Take Samuel, a driver with a trucking firm. I found him admitted to the wards after taking my first leave in 8 years. He was a very sick man and had been getting progressively confused to the extent that at times he failed to recognise his own children. His temperature was always in the 40's with no discernible cause. He had received several courses of antibiotics but with no improvement at all. He also had stigma of the dreaded disease and even without the confirmatory tests, we knew that he had an HIV-related disease. An HIV test had been sent but the result was not in at that time. In Samuel's case, we would have disregarded a negative result because in a very advanced disease, the test can become negative because the body fails to make antibodies, which are detected by the test we were using.
Samuel's wife had clearly stated that she did not want to know the results of the test and so when it came back as positive, we did not tell her. I ordered a few more investigations and when I went to see him two days later, he had clearly taken a turn for the worse. He was confused and he had forgotten that I had seen him before. As I was about to leave his bedside he called me. 'Doctor,' he said with a tremor, 'I would be very grateful if you would save my life.' Everyone in the room was looking at me, the nurses, the junior doctors and the relatives. It was as though everyone was waiting for me to pull a rabbit out of a bedpan and work out some kind of magic. But I knew that everyone else in the room except the patient realised that it was only a matter of time before the grim reaper appeared.
'Samuel,' I said with all the confidence that I could muster, 'we are going to do our very best.'
'Thank you, doctor,' he said. I made eye contact with his elder brother who seemed to be always by his side. I knew that he realised that saving his brother's life was beyond me.

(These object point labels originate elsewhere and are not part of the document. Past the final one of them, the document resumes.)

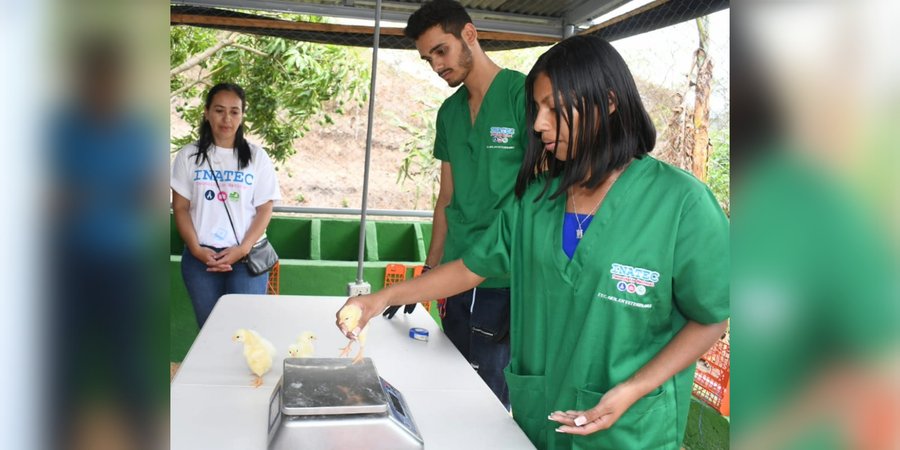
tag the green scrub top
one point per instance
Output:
(655, 255)
(484, 157)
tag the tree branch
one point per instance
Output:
(199, 58)
(250, 49)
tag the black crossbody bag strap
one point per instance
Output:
(224, 203)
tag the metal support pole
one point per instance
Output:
(360, 287)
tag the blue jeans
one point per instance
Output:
(205, 288)
(481, 333)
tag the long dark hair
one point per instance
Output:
(586, 74)
(206, 136)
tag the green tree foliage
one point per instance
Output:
(419, 165)
(287, 82)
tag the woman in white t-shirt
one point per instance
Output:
(221, 170)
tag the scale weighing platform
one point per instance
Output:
(332, 403)
(214, 406)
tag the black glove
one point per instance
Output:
(391, 310)
(408, 309)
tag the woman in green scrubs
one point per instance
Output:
(618, 265)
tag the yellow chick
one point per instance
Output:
(258, 352)
(349, 316)
(303, 348)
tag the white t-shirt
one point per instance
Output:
(242, 190)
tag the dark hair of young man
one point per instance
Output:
(450, 15)
(206, 136)
(586, 74)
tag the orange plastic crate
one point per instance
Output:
(711, 379)
(273, 287)
(394, 273)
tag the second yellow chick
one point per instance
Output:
(349, 316)
(257, 351)
(303, 348)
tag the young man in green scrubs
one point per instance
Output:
(609, 311)
(480, 140)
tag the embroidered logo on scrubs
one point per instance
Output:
(502, 135)
(634, 280)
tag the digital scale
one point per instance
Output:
(330, 403)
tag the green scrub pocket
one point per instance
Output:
(527, 399)
(648, 424)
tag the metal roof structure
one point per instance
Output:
(502, 24)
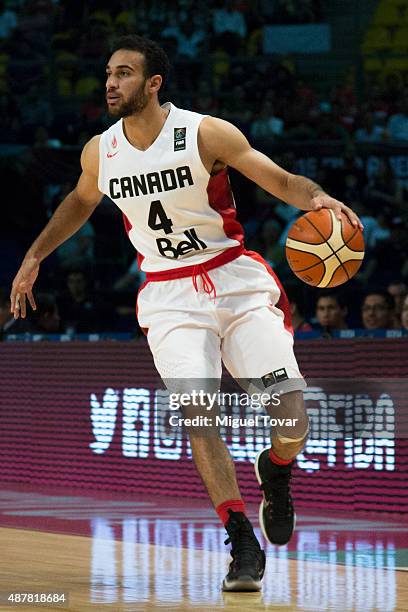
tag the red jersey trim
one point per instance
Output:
(219, 260)
(221, 199)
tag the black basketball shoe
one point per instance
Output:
(276, 513)
(247, 567)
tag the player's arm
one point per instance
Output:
(70, 215)
(222, 141)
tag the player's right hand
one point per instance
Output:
(22, 287)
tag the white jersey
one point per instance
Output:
(175, 213)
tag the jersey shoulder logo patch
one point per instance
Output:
(179, 139)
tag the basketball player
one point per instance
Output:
(205, 299)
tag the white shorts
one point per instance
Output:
(190, 333)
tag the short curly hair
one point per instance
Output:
(156, 60)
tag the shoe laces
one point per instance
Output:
(242, 539)
(277, 494)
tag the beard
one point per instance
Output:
(133, 106)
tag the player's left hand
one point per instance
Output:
(326, 201)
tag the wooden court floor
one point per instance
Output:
(150, 555)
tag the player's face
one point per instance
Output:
(376, 313)
(126, 91)
(329, 313)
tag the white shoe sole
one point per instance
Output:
(260, 512)
(244, 585)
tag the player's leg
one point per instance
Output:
(189, 356)
(268, 355)
(257, 349)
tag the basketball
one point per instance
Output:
(324, 251)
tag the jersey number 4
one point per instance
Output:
(158, 218)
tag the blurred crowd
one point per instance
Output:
(52, 56)
(52, 65)
(78, 310)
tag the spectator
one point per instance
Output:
(267, 125)
(331, 311)
(398, 289)
(370, 130)
(77, 251)
(299, 322)
(80, 311)
(229, 27)
(189, 41)
(404, 314)
(377, 311)
(397, 125)
(45, 319)
(228, 19)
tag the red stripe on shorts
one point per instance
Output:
(283, 302)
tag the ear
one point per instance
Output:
(154, 83)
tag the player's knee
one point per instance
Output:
(294, 422)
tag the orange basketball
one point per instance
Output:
(322, 250)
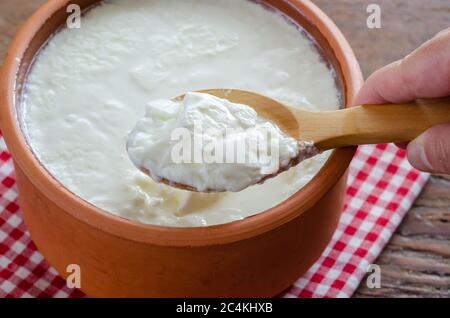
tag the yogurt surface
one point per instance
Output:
(89, 87)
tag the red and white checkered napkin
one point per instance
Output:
(382, 187)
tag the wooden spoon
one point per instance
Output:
(366, 124)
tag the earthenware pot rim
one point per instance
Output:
(293, 207)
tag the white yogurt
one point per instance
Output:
(209, 144)
(89, 86)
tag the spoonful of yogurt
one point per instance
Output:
(227, 140)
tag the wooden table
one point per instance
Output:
(416, 262)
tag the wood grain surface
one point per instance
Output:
(416, 263)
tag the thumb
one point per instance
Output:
(430, 152)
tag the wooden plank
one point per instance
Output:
(416, 263)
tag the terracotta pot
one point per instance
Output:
(259, 256)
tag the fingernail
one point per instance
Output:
(417, 154)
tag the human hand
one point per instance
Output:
(425, 73)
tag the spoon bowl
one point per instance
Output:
(320, 131)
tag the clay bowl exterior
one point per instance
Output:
(257, 257)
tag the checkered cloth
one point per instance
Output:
(381, 188)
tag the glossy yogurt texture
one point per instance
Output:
(89, 87)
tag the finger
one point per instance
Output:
(430, 152)
(425, 73)
(402, 145)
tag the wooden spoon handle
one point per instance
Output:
(374, 124)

Two days after that incident Samuel's condition deteriorated further and he suddenly stopped passing urine completely, a condition known as acute kidney failure. There seemed to be no reasonable explanation for this and I was quite puzzled. One of the junior doctors however thought that it might be due to herbal toxicity. He had overheard some relatives talking about bringing him some traditional medicines because he was rapidly going down-hill. We quizzed all the family members but understandably no one admitted the fact, for fear I suspect, of being branded a killer if Samuel died, which seemed very likely with or without herbs. The evidence pointed to the kidney malfunction having been caused by a toxin, and probably given as a herb by one of the relatives. We instituted some measure to counter the kidney failure and some days later his kidneys started working again but by then he was critically ill and he died soon after. I don't think Samuel died because of his kidney failure, which had gotten better anyway but I know there must be several people out there dying from herbal medication and more are going to die.

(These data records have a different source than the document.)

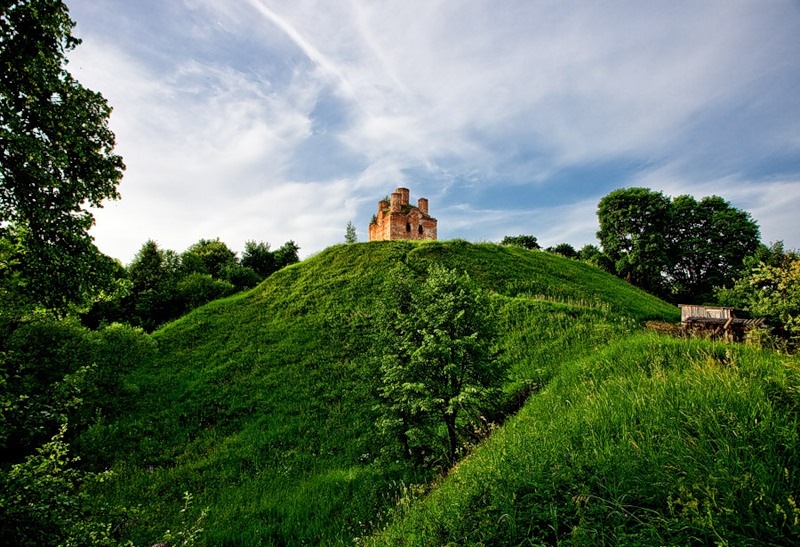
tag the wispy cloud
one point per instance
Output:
(242, 118)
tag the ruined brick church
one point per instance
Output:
(398, 219)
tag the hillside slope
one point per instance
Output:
(262, 405)
(650, 441)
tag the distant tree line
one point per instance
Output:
(160, 285)
(679, 249)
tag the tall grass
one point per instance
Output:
(262, 405)
(651, 441)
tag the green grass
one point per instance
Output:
(261, 405)
(651, 441)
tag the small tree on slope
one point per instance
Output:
(439, 372)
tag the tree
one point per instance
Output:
(563, 249)
(287, 255)
(208, 256)
(679, 249)
(526, 242)
(439, 372)
(154, 274)
(633, 224)
(769, 287)
(708, 242)
(56, 156)
(350, 233)
(259, 258)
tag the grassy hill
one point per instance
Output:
(262, 407)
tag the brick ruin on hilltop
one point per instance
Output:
(397, 219)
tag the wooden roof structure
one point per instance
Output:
(718, 319)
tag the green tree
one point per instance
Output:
(633, 225)
(259, 258)
(564, 249)
(679, 249)
(287, 255)
(350, 233)
(209, 256)
(769, 287)
(439, 372)
(154, 274)
(526, 242)
(56, 157)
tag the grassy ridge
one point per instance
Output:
(261, 405)
(650, 441)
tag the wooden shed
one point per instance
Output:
(717, 321)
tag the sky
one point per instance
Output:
(271, 120)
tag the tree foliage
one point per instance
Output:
(438, 372)
(633, 224)
(770, 288)
(526, 242)
(56, 157)
(679, 249)
(258, 258)
(350, 235)
(564, 249)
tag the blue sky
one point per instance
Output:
(272, 120)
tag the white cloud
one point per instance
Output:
(234, 117)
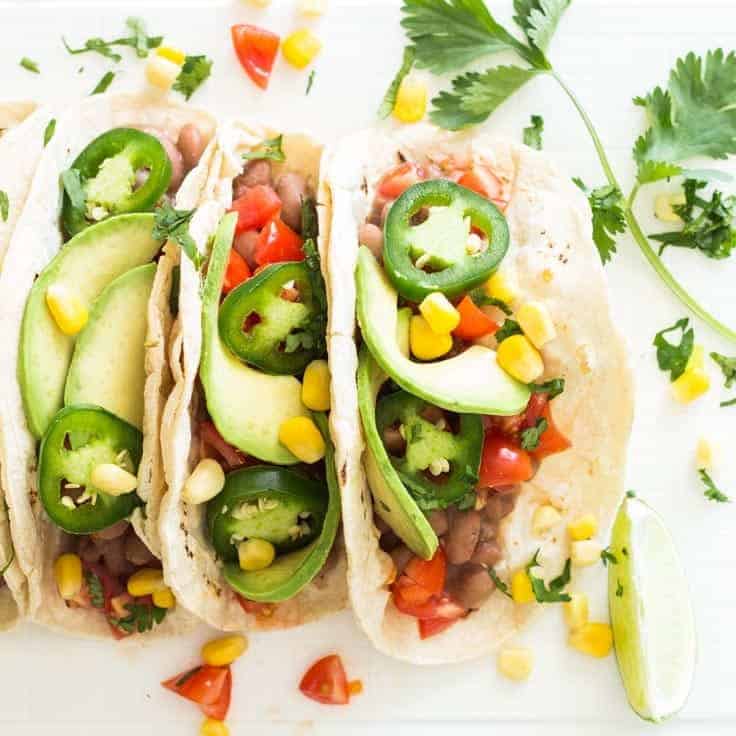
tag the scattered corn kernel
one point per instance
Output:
(520, 359)
(255, 554)
(67, 309)
(441, 316)
(112, 479)
(205, 482)
(426, 344)
(545, 517)
(576, 611)
(225, 650)
(585, 553)
(584, 527)
(515, 663)
(521, 587)
(534, 320)
(316, 386)
(411, 100)
(68, 575)
(300, 48)
(145, 582)
(595, 639)
(302, 438)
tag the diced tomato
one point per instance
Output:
(474, 323)
(277, 243)
(503, 462)
(325, 681)
(256, 49)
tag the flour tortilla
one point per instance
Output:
(552, 258)
(36, 240)
(190, 565)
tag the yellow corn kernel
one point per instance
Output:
(426, 344)
(576, 611)
(537, 325)
(316, 386)
(545, 517)
(67, 309)
(255, 554)
(585, 552)
(595, 639)
(521, 588)
(224, 651)
(300, 48)
(411, 100)
(515, 663)
(145, 582)
(161, 72)
(584, 527)
(302, 438)
(520, 359)
(205, 482)
(68, 575)
(112, 479)
(441, 316)
(177, 56)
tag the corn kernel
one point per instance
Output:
(255, 554)
(576, 611)
(520, 359)
(224, 651)
(411, 100)
(316, 386)
(145, 582)
(302, 438)
(584, 527)
(441, 316)
(112, 479)
(521, 587)
(585, 553)
(545, 517)
(67, 309)
(68, 575)
(205, 482)
(537, 325)
(595, 639)
(515, 663)
(300, 48)
(426, 344)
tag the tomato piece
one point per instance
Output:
(325, 681)
(474, 322)
(278, 242)
(256, 49)
(503, 462)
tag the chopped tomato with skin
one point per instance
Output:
(325, 681)
(256, 49)
(474, 322)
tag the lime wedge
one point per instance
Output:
(651, 613)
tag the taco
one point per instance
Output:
(250, 519)
(490, 402)
(86, 282)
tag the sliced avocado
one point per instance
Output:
(246, 405)
(85, 265)
(470, 383)
(107, 367)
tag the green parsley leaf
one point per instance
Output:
(608, 217)
(533, 134)
(711, 492)
(674, 357)
(194, 72)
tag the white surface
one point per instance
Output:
(608, 51)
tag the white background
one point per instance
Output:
(608, 51)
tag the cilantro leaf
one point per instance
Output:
(674, 357)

I am not saying all herbal medication is toxic or bad, far from it. In fact in many developed countries alternative medicine is not being sneered at any more, as it has been realised that a pill for every ill is not the only form of treatment. In many African countries, the number of second-rate herbalists however must be astronomical by now and these are the ones likely to prepare dangerous potions. Herbal toxicity can also result in liver failure or shock, both of which can kill. Traditional medications are part of our country's culture and heritage and there is no way that can change overnight, nor indeed would it be desirable or wise to outlaw it, though in my opinion some form of legislation which would make herbalists more accountable is needed. The sobering fact however is that a drowning man will clutch at a straw and it would not be humane to remove that straw unless you replace it with a life jacket. But when will that life jacket for AIDS patients come?